Mediation, as used in law, is a form of alternative dispute resolution (ADR), and is a way of resolving disputes between two or more parties. A third party, the mediator, assists the parties to negotiate their own settlement (facilitative mediation). In some cases, mediators may express a view on what might be a fair or reasonable settlement, generally where all the parties agree that the mediator may do so (evaluative mediation).
Mediation is a process with a defined structure, timetable and dynamics that "ordinary" negotiation lacks. The process is entirely voluntary. It is private and confidential, without prejudice, and it is not binding until the point of agreement. The presence of a mediator is the key distinguishing feature of the process. There may be no obligation to go to mediation, but in some cases, any settlement agreement signed by the parties to a dispute will be binding on them.
Mediators use various techniques to open, or improve, dialogue between disputants, aiming to help the parties reach an agreement (with concrete effects) on the disputed matter. Much depends on the mediator's skill and training. The mediator must be wholly impartial. Disputants may use mediation in a variety of disputes, such as commercial, legal, diplomatic, workplace, community and family matters. A third-party representative may contract and mediate between (say) unions and corporations. When a workers’ union goes on strike, a dispute takes place, the parties may agree to a third party to settle a contract or agreement between the union and the company.
The drivers for the increasing use of mediation in the workplace are threefold: the findings of the 2004 Gibbons Report, The 2008 Employment Act and the new ACAS Code Of Practice.

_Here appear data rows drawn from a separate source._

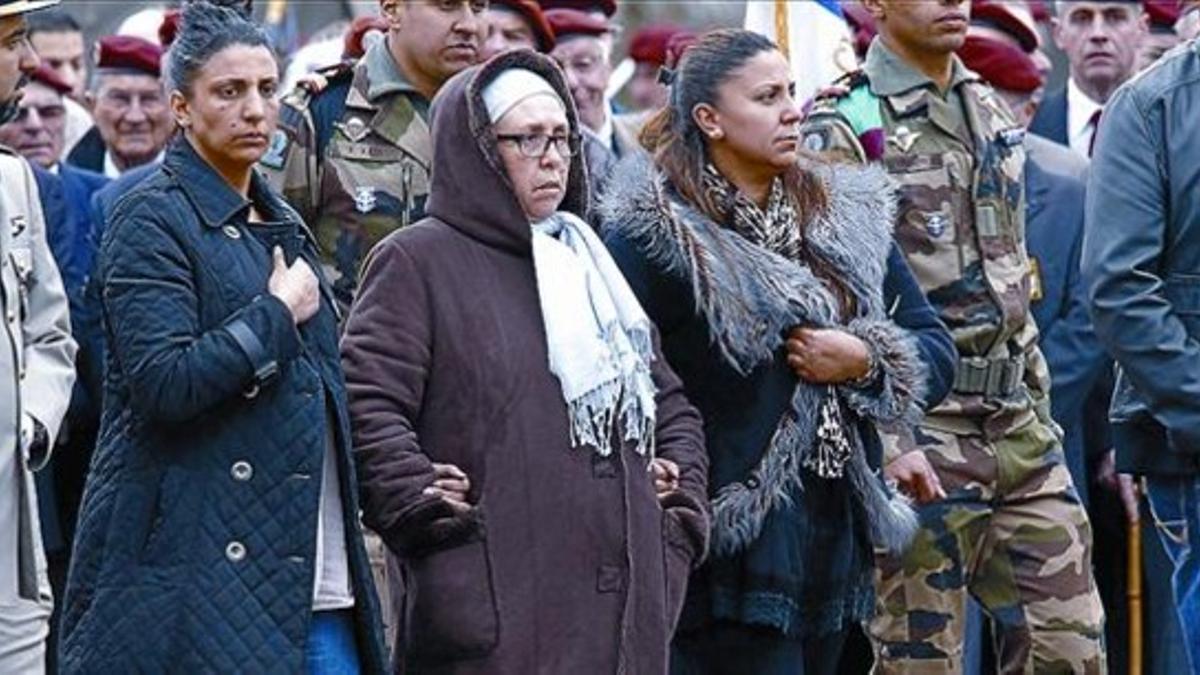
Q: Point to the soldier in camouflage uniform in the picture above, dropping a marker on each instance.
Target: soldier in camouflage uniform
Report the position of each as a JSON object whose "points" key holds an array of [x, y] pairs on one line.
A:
{"points": [[353, 155], [354, 159], [1011, 529]]}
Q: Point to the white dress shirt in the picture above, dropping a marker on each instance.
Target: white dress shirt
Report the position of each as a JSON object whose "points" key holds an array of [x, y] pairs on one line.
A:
{"points": [[1080, 109]]}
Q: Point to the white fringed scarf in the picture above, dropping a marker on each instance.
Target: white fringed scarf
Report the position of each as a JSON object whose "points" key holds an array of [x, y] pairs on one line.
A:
{"points": [[599, 336]]}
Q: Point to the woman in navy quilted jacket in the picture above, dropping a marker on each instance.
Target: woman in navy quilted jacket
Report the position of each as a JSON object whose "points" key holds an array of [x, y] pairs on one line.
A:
{"points": [[219, 530]]}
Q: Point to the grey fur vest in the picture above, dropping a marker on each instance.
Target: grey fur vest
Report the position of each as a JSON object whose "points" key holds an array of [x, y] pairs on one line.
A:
{"points": [[751, 297]]}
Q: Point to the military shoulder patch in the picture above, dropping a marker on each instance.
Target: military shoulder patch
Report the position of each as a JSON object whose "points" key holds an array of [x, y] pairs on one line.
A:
{"points": [[277, 153]]}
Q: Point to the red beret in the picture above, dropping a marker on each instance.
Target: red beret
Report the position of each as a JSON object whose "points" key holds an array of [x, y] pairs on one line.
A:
{"points": [[1039, 10], [862, 25], [1001, 65], [125, 52], [1009, 18], [574, 22], [47, 76], [677, 46], [169, 27], [607, 6], [531, 11], [352, 46], [1163, 15], [649, 43]]}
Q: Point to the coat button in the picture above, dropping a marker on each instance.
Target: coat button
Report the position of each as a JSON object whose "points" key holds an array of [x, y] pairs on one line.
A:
{"points": [[235, 551], [241, 470]]}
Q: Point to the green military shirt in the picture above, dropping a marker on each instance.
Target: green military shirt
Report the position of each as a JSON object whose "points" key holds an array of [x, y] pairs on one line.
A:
{"points": [[354, 160], [958, 160]]}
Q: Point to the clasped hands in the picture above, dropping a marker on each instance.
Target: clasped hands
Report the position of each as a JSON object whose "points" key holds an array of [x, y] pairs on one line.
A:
{"points": [[453, 485]]}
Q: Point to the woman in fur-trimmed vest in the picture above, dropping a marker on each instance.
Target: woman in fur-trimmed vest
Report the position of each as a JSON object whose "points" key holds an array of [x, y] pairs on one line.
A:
{"points": [[797, 328]]}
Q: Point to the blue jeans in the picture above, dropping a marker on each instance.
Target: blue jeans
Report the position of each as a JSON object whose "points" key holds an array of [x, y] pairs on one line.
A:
{"points": [[1175, 503], [331, 647]]}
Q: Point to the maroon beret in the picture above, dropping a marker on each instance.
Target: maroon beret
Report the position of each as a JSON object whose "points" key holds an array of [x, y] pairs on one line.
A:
{"points": [[352, 45], [607, 6], [1008, 18], [1039, 10], [47, 76], [862, 25], [169, 27], [649, 43], [574, 22], [1163, 15], [129, 53], [1001, 65], [677, 46], [531, 11]]}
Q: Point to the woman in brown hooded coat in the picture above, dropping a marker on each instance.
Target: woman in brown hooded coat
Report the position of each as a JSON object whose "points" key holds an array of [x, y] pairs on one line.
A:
{"points": [[535, 530]]}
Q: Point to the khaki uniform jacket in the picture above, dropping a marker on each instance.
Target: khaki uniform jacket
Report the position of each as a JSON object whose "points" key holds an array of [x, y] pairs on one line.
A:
{"points": [[36, 375], [958, 160]]}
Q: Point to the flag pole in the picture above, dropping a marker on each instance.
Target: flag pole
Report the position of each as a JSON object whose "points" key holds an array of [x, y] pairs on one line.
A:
{"points": [[781, 29]]}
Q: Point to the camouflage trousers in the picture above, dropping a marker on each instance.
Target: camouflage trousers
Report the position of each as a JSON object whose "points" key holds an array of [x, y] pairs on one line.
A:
{"points": [[1013, 533]]}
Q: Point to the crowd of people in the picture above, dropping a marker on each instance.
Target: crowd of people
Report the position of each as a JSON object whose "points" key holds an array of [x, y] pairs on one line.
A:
{"points": [[447, 354]]}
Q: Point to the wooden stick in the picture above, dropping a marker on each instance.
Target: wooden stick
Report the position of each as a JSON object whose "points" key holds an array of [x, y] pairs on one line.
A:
{"points": [[1134, 595]]}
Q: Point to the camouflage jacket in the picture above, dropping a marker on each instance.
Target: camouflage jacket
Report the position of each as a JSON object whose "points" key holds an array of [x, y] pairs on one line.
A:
{"points": [[958, 161], [353, 160]]}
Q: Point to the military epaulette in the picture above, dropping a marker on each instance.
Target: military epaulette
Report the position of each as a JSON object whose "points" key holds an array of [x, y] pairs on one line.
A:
{"points": [[311, 87], [851, 102]]}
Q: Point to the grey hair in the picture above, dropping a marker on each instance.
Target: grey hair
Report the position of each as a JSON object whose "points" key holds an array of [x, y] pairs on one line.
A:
{"points": [[205, 29]]}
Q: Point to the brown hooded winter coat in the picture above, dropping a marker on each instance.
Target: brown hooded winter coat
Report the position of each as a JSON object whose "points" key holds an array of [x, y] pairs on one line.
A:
{"points": [[568, 562]]}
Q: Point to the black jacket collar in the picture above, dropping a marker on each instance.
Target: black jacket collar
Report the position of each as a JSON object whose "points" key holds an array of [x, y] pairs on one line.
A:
{"points": [[213, 198]]}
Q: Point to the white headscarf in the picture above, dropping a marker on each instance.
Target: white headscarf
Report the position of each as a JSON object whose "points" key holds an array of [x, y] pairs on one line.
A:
{"points": [[598, 335]]}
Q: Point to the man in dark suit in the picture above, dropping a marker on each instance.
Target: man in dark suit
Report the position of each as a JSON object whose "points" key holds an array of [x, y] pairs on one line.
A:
{"points": [[1102, 40]]}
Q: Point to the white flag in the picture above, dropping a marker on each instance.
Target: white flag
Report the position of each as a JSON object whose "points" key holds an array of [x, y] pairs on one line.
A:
{"points": [[816, 42]]}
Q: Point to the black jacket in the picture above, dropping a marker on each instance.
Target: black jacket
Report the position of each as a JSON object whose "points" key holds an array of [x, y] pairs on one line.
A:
{"points": [[1141, 262], [197, 535]]}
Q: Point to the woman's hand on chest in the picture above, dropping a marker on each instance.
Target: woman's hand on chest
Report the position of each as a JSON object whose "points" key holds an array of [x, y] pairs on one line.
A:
{"points": [[295, 285]]}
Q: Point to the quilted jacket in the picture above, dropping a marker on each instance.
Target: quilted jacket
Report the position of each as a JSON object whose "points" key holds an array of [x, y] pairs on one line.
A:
{"points": [[196, 542]]}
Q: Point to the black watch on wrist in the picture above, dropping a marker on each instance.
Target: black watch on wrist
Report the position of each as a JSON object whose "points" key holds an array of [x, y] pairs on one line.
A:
{"points": [[41, 438]]}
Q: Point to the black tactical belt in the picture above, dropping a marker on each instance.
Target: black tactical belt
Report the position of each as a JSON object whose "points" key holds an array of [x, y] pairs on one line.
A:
{"points": [[990, 377]]}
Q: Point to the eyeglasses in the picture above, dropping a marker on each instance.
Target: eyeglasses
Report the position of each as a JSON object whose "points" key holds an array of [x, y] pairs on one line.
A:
{"points": [[535, 145], [47, 113]]}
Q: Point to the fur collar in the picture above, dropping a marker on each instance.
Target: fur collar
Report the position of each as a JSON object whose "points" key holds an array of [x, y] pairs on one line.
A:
{"points": [[751, 297]]}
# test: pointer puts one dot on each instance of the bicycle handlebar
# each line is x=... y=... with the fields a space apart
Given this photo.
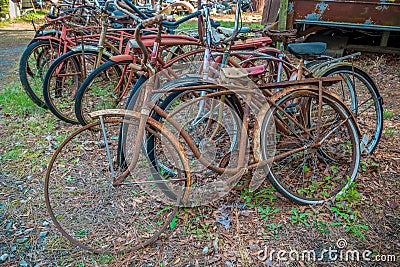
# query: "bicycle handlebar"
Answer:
x=154 y=20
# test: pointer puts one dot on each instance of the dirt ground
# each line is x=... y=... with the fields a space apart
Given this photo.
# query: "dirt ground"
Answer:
x=28 y=238
x=13 y=41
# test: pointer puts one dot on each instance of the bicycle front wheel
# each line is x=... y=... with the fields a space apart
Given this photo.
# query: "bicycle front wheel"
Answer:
x=91 y=211
x=310 y=173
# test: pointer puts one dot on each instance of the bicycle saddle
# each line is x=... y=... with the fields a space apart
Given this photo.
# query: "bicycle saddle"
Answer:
x=229 y=31
x=303 y=50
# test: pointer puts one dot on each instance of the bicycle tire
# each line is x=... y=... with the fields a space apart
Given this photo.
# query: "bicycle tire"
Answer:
x=281 y=176
x=83 y=102
x=365 y=88
x=28 y=74
x=63 y=80
x=92 y=213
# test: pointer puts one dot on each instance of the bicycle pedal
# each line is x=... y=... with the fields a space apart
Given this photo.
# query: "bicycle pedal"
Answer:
x=291 y=110
x=364 y=143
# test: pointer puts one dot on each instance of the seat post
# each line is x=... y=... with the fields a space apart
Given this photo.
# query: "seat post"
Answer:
x=300 y=69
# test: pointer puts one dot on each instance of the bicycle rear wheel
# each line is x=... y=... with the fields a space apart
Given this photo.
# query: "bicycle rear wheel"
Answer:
x=93 y=213
x=361 y=95
x=63 y=80
x=33 y=65
x=104 y=88
x=311 y=174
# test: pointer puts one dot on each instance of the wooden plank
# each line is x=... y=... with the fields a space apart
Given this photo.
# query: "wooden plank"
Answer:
x=283 y=15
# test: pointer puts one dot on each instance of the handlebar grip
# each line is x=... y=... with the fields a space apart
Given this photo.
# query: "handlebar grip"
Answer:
x=154 y=20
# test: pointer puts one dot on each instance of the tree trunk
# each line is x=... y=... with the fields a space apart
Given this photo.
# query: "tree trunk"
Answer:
x=258 y=5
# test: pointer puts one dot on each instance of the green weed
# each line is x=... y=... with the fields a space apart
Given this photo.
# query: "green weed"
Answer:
x=388 y=114
x=299 y=218
x=267 y=212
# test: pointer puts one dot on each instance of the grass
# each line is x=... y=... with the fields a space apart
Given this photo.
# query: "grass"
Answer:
x=388 y=114
x=390 y=132
x=192 y=24
x=28 y=17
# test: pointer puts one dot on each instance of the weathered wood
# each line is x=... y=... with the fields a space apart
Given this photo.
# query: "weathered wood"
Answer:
x=283 y=15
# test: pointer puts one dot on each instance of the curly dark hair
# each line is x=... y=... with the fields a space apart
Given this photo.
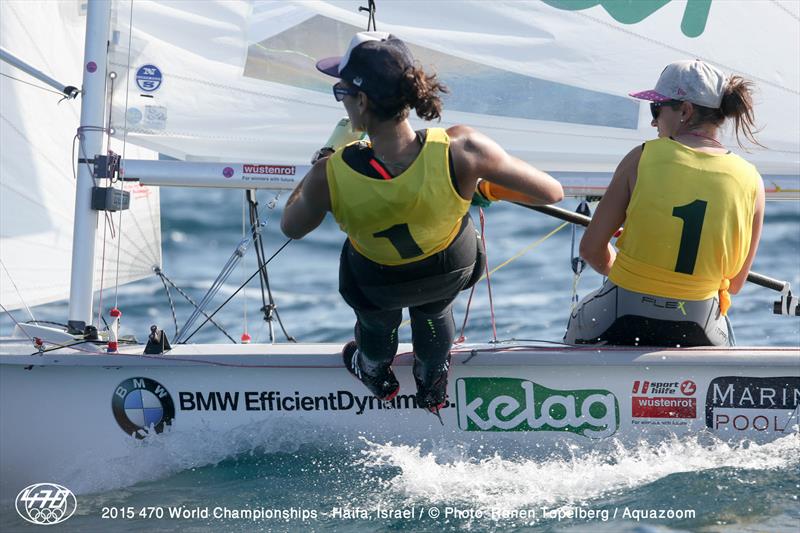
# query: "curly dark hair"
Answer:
x=737 y=103
x=418 y=91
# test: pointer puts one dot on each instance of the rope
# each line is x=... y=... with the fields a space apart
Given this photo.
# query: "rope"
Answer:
x=488 y=274
x=188 y=298
x=524 y=251
x=244 y=266
x=124 y=146
x=171 y=303
x=237 y=290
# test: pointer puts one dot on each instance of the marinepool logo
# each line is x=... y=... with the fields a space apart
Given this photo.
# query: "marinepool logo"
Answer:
x=141 y=405
x=510 y=404
x=45 y=504
x=750 y=404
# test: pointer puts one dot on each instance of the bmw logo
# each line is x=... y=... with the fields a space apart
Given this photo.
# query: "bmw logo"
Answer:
x=141 y=405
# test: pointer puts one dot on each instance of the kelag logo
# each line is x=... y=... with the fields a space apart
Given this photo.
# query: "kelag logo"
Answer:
x=510 y=404
x=739 y=403
x=140 y=404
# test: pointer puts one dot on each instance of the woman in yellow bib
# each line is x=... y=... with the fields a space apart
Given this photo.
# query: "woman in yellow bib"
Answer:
x=403 y=201
x=692 y=214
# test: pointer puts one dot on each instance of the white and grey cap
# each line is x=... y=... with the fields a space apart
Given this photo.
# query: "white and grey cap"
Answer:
x=692 y=81
x=374 y=62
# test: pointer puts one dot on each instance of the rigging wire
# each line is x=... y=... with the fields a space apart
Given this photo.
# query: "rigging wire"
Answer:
x=64 y=97
x=269 y=308
x=516 y=256
x=108 y=219
x=371 y=10
x=171 y=304
x=21 y=299
x=244 y=266
x=124 y=146
x=17 y=323
x=188 y=298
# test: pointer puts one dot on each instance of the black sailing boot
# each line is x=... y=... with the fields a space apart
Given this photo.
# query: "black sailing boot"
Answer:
x=380 y=380
x=431 y=384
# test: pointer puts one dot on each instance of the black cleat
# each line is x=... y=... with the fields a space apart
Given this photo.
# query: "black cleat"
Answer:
x=432 y=386
x=382 y=382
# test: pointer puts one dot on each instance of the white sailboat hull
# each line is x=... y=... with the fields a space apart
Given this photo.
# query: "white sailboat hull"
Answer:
x=69 y=416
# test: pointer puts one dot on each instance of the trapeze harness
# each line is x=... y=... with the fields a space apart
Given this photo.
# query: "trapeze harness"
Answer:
x=411 y=244
x=687 y=233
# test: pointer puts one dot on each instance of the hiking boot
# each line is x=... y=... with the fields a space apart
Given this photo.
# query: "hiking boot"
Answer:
x=432 y=385
x=381 y=381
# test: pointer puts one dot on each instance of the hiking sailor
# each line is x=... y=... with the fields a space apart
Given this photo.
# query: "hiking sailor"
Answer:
x=403 y=200
x=692 y=211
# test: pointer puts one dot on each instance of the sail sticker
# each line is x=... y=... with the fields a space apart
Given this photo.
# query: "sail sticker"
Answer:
x=663 y=400
x=693 y=23
x=269 y=173
x=141 y=405
x=148 y=78
x=511 y=404
x=134 y=116
x=741 y=404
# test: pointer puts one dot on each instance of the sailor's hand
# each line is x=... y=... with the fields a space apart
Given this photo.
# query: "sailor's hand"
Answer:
x=322 y=153
x=479 y=197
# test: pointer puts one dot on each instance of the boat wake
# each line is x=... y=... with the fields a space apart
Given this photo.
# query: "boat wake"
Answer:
x=452 y=477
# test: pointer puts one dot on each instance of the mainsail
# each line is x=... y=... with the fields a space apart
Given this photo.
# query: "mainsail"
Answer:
x=235 y=81
x=37 y=183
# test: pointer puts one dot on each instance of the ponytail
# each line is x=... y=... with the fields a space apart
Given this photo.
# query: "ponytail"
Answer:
x=421 y=92
x=418 y=91
x=737 y=103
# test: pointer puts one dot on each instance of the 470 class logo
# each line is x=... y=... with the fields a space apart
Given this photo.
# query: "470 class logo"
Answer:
x=511 y=404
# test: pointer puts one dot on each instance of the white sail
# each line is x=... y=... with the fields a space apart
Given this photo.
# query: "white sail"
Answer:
x=548 y=79
x=37 y=183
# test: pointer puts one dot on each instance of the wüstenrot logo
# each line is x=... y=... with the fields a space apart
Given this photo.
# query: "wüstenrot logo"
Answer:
x=46 y=503
x=510 y=404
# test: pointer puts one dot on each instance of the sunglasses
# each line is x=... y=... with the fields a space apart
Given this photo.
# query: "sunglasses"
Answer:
x=655 y=107
x=340 y=91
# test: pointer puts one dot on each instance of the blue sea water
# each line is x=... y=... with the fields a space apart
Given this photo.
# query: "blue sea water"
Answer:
x=706 y=485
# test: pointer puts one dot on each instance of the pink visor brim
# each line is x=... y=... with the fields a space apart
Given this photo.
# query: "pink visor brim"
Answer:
x=651 y=96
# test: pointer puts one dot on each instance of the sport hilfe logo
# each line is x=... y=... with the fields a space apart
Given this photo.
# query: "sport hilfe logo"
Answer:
x=511 y=404
x=662 y=399
x=45 y=504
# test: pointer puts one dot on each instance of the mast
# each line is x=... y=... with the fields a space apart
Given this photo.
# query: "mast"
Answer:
x=91 y=144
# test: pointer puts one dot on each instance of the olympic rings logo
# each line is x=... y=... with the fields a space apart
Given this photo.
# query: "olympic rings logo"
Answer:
x=46 y=503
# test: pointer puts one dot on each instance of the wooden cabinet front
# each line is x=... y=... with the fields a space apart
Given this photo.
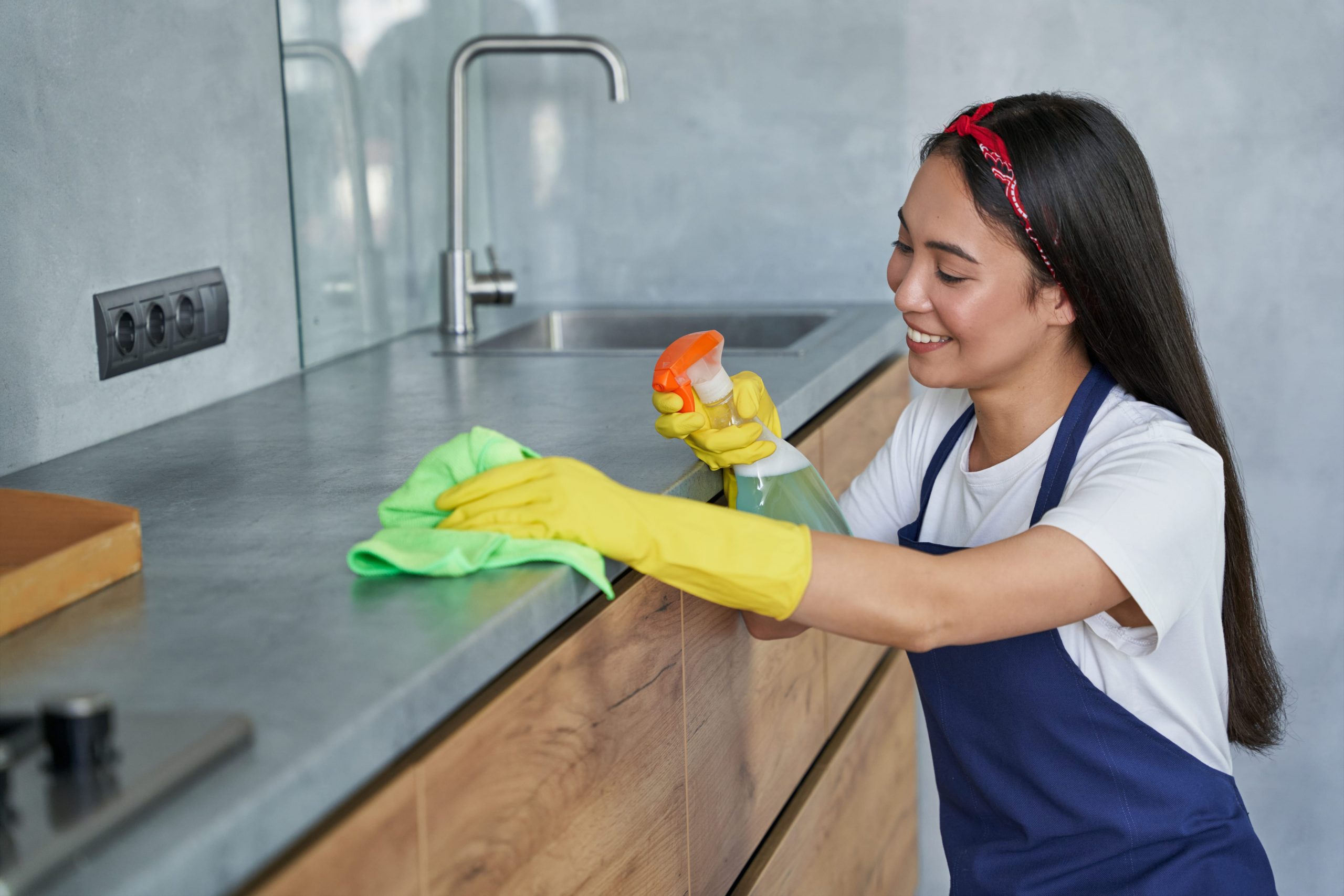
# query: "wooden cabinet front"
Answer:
x=649 y=746
x=572 y=781
x=851 y=827
x=754 y=722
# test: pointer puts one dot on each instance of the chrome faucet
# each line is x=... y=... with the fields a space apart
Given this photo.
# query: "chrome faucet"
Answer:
x=460 y=287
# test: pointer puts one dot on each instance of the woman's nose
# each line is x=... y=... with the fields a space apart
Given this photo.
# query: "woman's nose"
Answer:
x=911 y=297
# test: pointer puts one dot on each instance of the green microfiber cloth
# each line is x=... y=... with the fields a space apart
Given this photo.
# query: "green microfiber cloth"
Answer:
x=411 y=543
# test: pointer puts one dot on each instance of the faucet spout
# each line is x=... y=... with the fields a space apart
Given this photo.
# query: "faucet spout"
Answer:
x=459 y=284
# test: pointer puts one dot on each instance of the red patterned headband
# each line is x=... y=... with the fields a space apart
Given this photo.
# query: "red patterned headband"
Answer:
x=996 y=154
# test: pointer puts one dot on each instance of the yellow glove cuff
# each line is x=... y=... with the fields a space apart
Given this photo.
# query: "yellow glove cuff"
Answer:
x=734 y=559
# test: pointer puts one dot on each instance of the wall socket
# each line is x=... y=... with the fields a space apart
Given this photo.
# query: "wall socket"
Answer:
x=160 y=320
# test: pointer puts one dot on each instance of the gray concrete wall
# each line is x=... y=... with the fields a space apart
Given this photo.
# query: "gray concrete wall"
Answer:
x=747 y=167
x=139 y=140
x=768 y=145
x=401 y=54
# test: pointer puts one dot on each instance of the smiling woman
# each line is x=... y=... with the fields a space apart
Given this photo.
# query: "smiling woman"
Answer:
x=1055 y=530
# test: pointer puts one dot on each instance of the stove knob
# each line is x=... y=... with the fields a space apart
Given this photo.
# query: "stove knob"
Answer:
x=78 y=731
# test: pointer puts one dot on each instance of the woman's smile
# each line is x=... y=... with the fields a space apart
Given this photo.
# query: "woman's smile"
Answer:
x=924 y=343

The Gibbons Report on workplace dispute resolution in the UK concluded that the 2004 Dispute Resolution Regulations had failed and should be repealed. It recommended that future dispute resolution should be simpler, more cost-effective and much more flexible. It also recommended that the use of mediation be increased.
The 2008 Employment Act repealed the 3 step process for grievance and disciplinary procedures and replaced it with a simple and less prescriptive system. Essentially, it emphasises the early and informal resolution of disputes.
Under the Act Employment Tribunals were instructed to take this Code into account when considering cases and may increase or decrease an award by up to 25% when they feel that an employer or employee has failed unreasonably to follow the guidance of the code.
The ACAS Code Of Practice. The Code states that many potential disciplinary or grievance issues can be resolved informally. Employers and employees should always seek to resolve disciplinary and grievance issues in the workplace. And where this is not possible, employers and employees should consider using an independent third party to resolve the problem, who could be an internal mediator or an external mediator.
The sole aim of mediation is that the parties in dispute come up with a solution wherever possible. This may not be possible at a single session, but it continues to be the stated aim of all involved in the mediation process.